- CD-ROM Cover
- Developers: FXLabs (PC) Indiagames (Mobile)
- Publishers: FXLabs and Geetha Arts
- Engine: Torque (game engine)
- Platforms: Microsoft Windows J2ME
- Release: 25 December 2008
- Genre: Action

= Ghajini – The Game =

2008 third-person action game

Ghajini – The Game is a third-person action game based on the 2008 film Ghajini. It was published in 2008 by FXLabs and Geetha Arts, and distributed by Eros Home Entertainment. It was hailed as India's first true 3D PC game. The game consists of five levels of play, following the story of the protagonist, Sanjay Singhania (portrayed by Aamir Khan), avenging the death of his girlfriend Kalpana by using martial arts, various weapons, and other artefacts.
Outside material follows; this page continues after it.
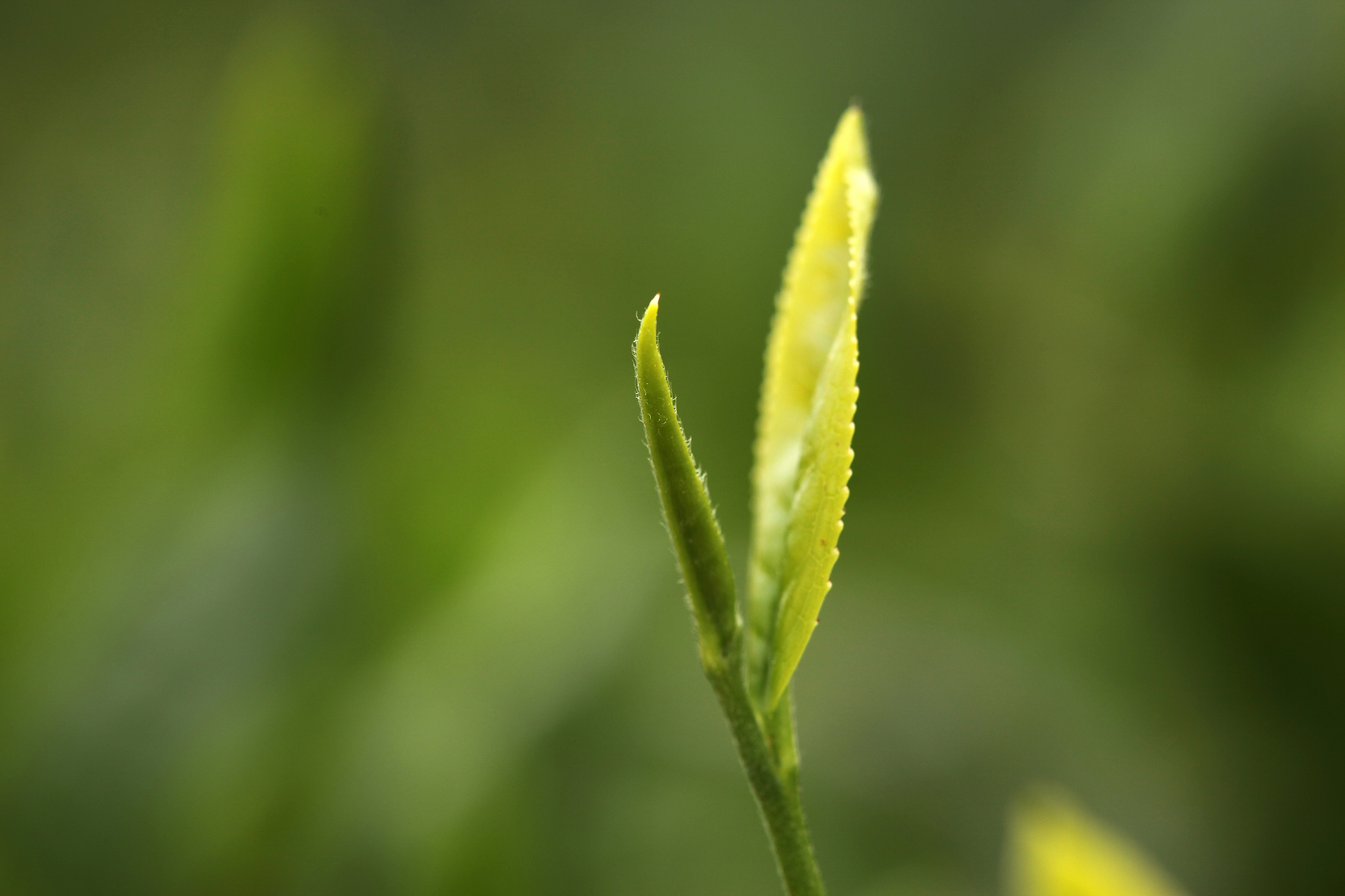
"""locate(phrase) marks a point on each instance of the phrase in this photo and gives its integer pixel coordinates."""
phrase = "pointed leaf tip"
(807, 408)
(686, 504)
Ghajini – The Game has earned Rs40 million. and has a manufacturer's suggested retail price (MSRP) of US$14.99

The game was designed by Shashi Reddy, who is the chairman of FX Labs, and Ghajini's co-producer Madhu Mantena.

==Story==
After his girlfriend Kalpana is murdered by Ghajini, a deeply wounded Sanjay Singhania is rushed to a hospital, where he eventually survives, but ends up a patient of anterograde amnesia or short-term memory loss. With tattoos all over his body, polaroid photos and notes, he sets out to find and eliminate Ghajini and his henchmen, but has to first investigate his own flat and gather the tools for this mission and enter a restricted building to collect critical clues without getting caught.